“Small/midmarket businesses are more inclined to pay ransoms to adversaries so that they can quickly resume normal operations. They simply can’t afford the downtime and lack of access to critical data—including customer data”
Nearly half of small and medium-sized businesses (SMBs) experience a day of downtime resulting from a breach or cyber-security incident – and are much more likely to pay out following a ransomware attack.
This is according to a new report from Cisco that questioned 1,816 SMBs in 26 countries. It found that breaches of customer data and cyber-attacks such as ransomware are resulting in SMB’s clocking up the downtime with 40 percent reporting that they experience eight hours or more downtime a year due to threat actors.
The report also discovered that 54 percent of cyber-attacks result in monetary losses of £381,000, this number is the result of lost revenue, fines, customer trust and the inherent cost of dealing with a cyber incident.
The report notes that this financial cost is significant enough to knock a small enterprise out of the game permanently.
Phishing attacks, an attempt by threat actors to gain sensitive information though an employee’s erroneous disclosure via phone or email continue to be the most common cyber-attack experienced by companies, with 79 percent of midmarket businesses commenting that this is their main cyber-security concern.
Interestingly ransomware, malicious malware that holds files hostage till a fee is paid, is the second highest concern for mid-level companies, but it is not in the top three concerns for large enterprises.
This is due to the fact that ransomware affects companies in different ways in terms of costs: in many instances, larger companies can either work around the locked system or wait till their in-house dedicated cyber-security team deal with the issue.
However, Cisco note in the report that: “Small/midmarket businesses are more inclined to pay ransoms to adversaries so that they can quickly resume normal operations.

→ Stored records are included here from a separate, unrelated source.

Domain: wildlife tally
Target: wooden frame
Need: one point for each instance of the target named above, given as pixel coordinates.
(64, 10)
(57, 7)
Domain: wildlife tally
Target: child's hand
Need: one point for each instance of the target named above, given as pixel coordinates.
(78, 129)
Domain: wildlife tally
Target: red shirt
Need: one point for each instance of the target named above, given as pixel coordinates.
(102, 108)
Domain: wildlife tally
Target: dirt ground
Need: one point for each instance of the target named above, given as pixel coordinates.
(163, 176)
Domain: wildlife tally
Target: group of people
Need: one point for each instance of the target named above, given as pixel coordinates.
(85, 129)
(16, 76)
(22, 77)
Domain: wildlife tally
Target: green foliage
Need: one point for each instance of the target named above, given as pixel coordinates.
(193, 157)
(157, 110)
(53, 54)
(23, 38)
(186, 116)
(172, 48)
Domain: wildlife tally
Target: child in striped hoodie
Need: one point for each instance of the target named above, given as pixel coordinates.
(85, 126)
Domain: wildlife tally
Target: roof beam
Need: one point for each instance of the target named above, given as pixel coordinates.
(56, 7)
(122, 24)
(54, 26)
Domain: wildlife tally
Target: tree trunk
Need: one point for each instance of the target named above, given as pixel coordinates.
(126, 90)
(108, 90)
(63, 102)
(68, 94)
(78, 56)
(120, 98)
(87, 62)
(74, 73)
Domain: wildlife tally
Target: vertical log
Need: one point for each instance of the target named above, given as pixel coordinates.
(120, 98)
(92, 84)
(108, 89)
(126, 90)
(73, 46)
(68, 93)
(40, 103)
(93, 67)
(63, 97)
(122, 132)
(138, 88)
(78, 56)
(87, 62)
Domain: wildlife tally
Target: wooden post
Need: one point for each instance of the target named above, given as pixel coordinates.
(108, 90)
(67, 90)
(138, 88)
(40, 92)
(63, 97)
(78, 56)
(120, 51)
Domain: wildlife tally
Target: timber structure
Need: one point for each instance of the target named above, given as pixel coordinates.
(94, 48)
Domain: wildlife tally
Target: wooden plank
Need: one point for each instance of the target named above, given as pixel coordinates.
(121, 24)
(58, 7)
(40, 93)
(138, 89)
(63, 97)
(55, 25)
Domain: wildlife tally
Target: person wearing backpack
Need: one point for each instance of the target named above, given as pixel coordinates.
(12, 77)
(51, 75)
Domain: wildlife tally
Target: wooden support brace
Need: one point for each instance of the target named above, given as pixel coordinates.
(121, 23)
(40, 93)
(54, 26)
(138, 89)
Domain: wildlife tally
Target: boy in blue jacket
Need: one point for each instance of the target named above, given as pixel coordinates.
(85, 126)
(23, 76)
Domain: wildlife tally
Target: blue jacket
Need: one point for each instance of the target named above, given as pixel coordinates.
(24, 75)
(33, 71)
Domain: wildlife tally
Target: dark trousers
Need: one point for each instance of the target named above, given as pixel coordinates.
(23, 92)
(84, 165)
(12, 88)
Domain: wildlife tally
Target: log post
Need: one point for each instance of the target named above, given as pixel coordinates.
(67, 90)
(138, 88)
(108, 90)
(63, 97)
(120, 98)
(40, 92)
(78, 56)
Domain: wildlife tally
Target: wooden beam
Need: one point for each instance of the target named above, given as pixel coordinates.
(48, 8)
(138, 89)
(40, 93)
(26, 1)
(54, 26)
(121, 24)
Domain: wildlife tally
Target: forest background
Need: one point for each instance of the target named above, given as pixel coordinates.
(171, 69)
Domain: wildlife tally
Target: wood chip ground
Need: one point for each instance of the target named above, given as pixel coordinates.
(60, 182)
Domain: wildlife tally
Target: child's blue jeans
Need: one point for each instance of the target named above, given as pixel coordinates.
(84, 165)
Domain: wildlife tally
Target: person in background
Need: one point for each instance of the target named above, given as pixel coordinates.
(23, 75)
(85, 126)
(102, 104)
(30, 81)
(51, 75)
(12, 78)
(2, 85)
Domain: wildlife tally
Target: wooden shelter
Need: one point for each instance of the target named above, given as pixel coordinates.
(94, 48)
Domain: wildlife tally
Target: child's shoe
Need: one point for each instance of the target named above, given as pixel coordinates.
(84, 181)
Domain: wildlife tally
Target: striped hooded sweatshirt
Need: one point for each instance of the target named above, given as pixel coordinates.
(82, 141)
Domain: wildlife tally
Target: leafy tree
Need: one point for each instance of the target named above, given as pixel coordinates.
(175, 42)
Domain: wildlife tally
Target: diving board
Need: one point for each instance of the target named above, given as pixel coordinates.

They simply can’t afford the downtime and lack of access to critical data—including customer data.”
Worryingly only 55 percent of midmarket enterprises are investigating security alerts when they detect them, with Cisco reporting that 37 percent of these are legitimate alerts. They also found that a SMB can face up to 5000 security alerts a day.
In response to these cyber incidents small and medium enterprise cloud service adoption is on the rise with Cisco researchers discovering a 15 percent rise in cloud migration for SMBs, 68 percent of responders citing stronger security for the move. The report notes that: “Many respondents believe that the cloud can help close some gaps in their defences as well as resolve some shortcomings in their infrastructure and the abilities of their staff.”
Peter Barbosa Sr. Director of Security Sales at Cisco commented in an emailed statement that: “Unfortunately, we’re nowhere near finding a magic bullet for cyber-attacks.”
“Companies don’t have to recreate the wheel to establish an effective security program; they simply need to look around them, learn from others in the industry, and apply measures that will bring value in their own community.”
Mr Barbosa states that companies would do well to remember that: “incremental change is better than no change.”